Entry 01
April 2015
At Black Cat one time, a guy who was sitting right behind me asked me what I was writing about. Probably about [THING 14]. And I was so bewildered that someone who I’ve never seen or spoken to before could possibly be so audacious as to inquire what the fuck I would never want anyone to hear. Ever.
So anyways, I met this professor in the park. He approached me on the premise that I was craning my neck to watch a street performer gathering a crowd by the fountain. He told me, “You should really just go and watch.”
He started talking to me about writing.
He told me a story – that for two or three years, he used to see the same guy everyday. On the same bench across the way in this same park. He used to come there and write systematically, the way I do. Every day after work, for a few years.
Another guy, he used to sit in teacher’s detention, where teachers go to do nothing and get paid, and write, amongst the desks filled with other teachers. One day, he asked him about it. The man said that he did it for two reasons, 1. because his shrink told him to do it, and 2. because it allowed him to narrow in and zone out on one thing, to focus, and pass the time, and restore order between his body and his mind. Something like that.
The man said to me, I’m not inferring you’re a psychopath…
He also told me how the ancient act reverberated through history.
Confessions by Saint Augustine, the act of writing down your sins, cleansing your soul in a spiritual tradition. To write, to extract, to make known, to make peace with.
And Confucious monks who practice the art of calligraphy as a form of meditation. The act of writing. Of centering one’s soul. Being at ease and at peace with oneself.
The man asked me how long I’ve been writing.
I told him 4-5 years.
He asked me if I felt that I got what I was looking for from writing.
I told him the first time I remember writing...well writing for me and not because someone asked me to, like my teacher or my mother...well I guess it was when I was young, I used to write stories. I remember sitting at 318 Avila Road, in the sunny bedroom I shared with Claire, at the white desk, by myself in the room, sitting in the wicker chair with paper and pencils. I remember writing stories, for no one but myself to read again later.

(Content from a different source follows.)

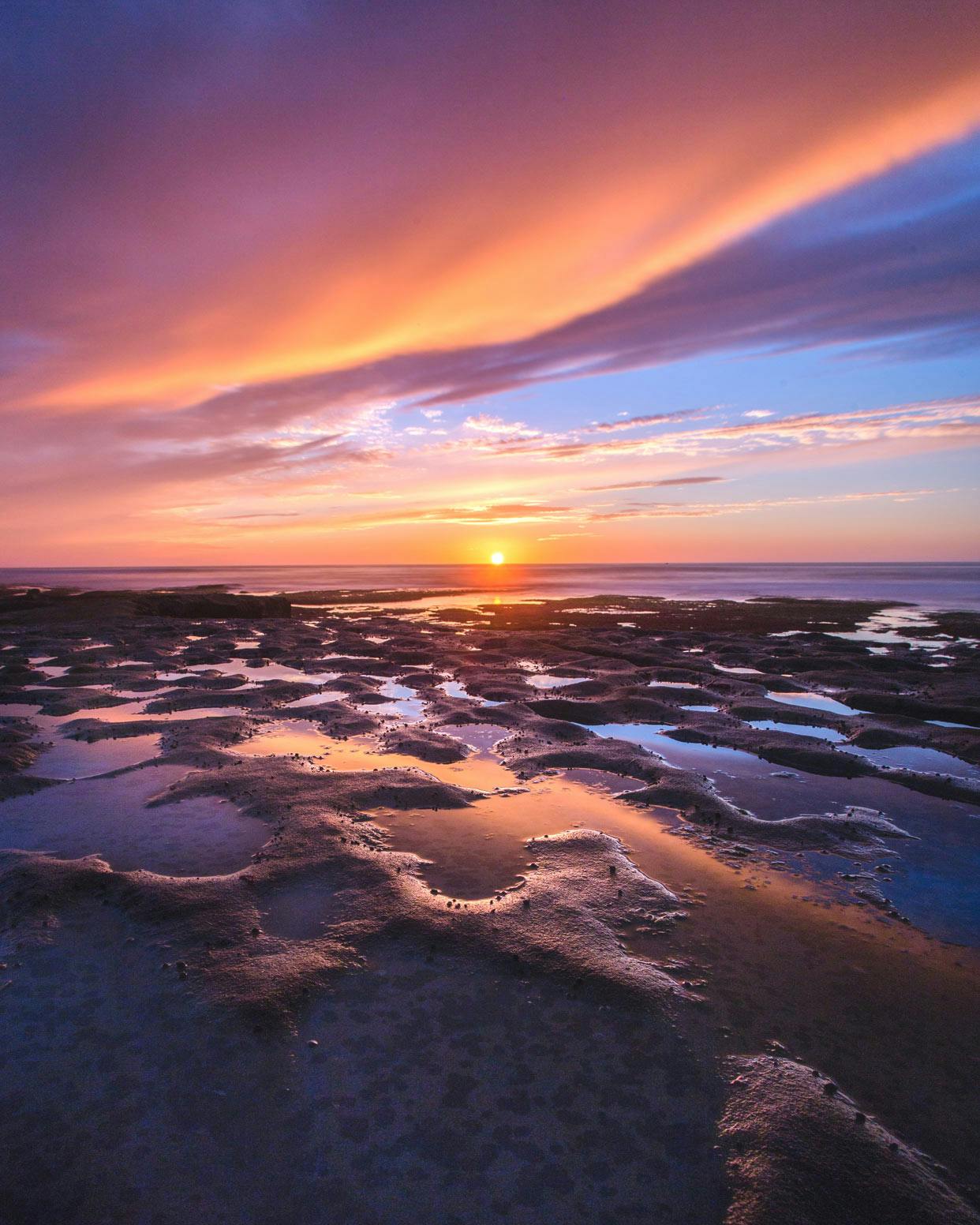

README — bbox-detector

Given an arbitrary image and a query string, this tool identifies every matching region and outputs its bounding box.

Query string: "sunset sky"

Anyways, the first time I started journaling (so to speak), was in Florence, Italy. I couldn’t sleep one night. It was hot and I was restless. My body was exhausted, but my mind was racing. I’d been in a full-on state of insomnia for at least an hour or two. Cathy had gifted me a journal and I just started writing…in the middle of the night. In the living room of the mosaic-floored 18th century monastery, with curved ceilings. The pen hit the paper-mache pages and didn’t stop for two hours. Maybe I should take the time to re-read that entry.
I explained to the man how it helped me to process and learn a lot about myself without burdening anyone else. A way to sort out what’s happening in my mind and connect with my body.

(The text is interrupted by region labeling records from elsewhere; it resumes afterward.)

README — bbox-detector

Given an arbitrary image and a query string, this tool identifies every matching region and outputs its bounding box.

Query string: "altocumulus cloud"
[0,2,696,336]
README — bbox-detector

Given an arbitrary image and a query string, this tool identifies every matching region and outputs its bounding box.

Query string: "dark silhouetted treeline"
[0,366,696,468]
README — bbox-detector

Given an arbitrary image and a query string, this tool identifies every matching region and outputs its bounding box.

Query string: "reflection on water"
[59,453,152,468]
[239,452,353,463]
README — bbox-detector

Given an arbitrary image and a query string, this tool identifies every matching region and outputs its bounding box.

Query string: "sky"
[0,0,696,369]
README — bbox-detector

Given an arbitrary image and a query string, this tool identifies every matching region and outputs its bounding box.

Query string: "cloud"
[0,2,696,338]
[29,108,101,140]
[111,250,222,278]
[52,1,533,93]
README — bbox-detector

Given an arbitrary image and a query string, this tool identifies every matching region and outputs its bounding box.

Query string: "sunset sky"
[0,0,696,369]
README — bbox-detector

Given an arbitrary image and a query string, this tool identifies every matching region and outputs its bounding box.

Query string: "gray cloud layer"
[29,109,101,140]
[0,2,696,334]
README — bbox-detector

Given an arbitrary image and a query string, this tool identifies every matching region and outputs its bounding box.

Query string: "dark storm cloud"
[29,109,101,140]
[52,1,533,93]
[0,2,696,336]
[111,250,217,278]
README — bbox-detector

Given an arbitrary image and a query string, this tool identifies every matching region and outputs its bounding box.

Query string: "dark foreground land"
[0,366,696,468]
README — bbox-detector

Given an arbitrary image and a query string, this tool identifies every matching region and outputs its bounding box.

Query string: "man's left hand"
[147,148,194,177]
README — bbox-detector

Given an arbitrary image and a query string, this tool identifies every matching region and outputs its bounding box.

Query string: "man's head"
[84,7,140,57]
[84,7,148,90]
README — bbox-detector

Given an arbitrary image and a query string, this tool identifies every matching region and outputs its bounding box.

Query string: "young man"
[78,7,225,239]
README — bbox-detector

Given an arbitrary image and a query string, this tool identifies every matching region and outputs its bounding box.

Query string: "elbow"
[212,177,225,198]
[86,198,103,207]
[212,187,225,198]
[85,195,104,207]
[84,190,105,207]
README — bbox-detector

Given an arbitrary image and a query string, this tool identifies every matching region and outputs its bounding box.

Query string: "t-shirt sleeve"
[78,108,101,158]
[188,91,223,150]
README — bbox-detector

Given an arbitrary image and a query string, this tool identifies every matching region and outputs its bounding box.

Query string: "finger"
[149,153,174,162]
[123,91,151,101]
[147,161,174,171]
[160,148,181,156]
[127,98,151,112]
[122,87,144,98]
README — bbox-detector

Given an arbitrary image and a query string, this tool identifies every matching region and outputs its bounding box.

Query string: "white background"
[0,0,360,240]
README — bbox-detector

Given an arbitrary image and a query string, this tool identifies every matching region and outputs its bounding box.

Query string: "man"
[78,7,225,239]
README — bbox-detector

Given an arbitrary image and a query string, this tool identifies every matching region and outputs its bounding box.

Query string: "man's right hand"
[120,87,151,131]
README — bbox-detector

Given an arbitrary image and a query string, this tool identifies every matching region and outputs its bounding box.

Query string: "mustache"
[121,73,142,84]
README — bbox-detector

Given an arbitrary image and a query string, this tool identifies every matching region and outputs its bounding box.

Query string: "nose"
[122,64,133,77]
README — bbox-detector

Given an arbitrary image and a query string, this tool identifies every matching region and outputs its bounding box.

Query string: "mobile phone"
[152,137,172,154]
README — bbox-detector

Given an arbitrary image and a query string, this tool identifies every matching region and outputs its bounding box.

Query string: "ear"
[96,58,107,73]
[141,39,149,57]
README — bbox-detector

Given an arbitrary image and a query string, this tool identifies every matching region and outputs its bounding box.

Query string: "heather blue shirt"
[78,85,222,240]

The thing he said that inspired me to draw that connection was that literally, in fact, the pen acts as an extension of yourself. It is your fingers, hand, wrist, arm, shoulder, chest, brain that is controlling your output. Materializing it outside of yourself. A feeble human attempt at making the intangible tangible.
I love to write. It saves me. And so much good comes from it. I don’t know if I’m being positive or not when I say this, if there’s one thing [THING 14] drove me to do over the last year is to read and write. Wow, that made a mess of my world.
And in a state of upheaval, writing is where I turn to. And no one can take my brain away from me. At least in the world as I know it. That’d be one of my greatest fears.
After further conversation with the professor, I got up to go to my friend’s apartment. I was supposed to arrive with tequila in 10 minutes and I was empty-handed.
I arrived there 30 minutes late and I was early.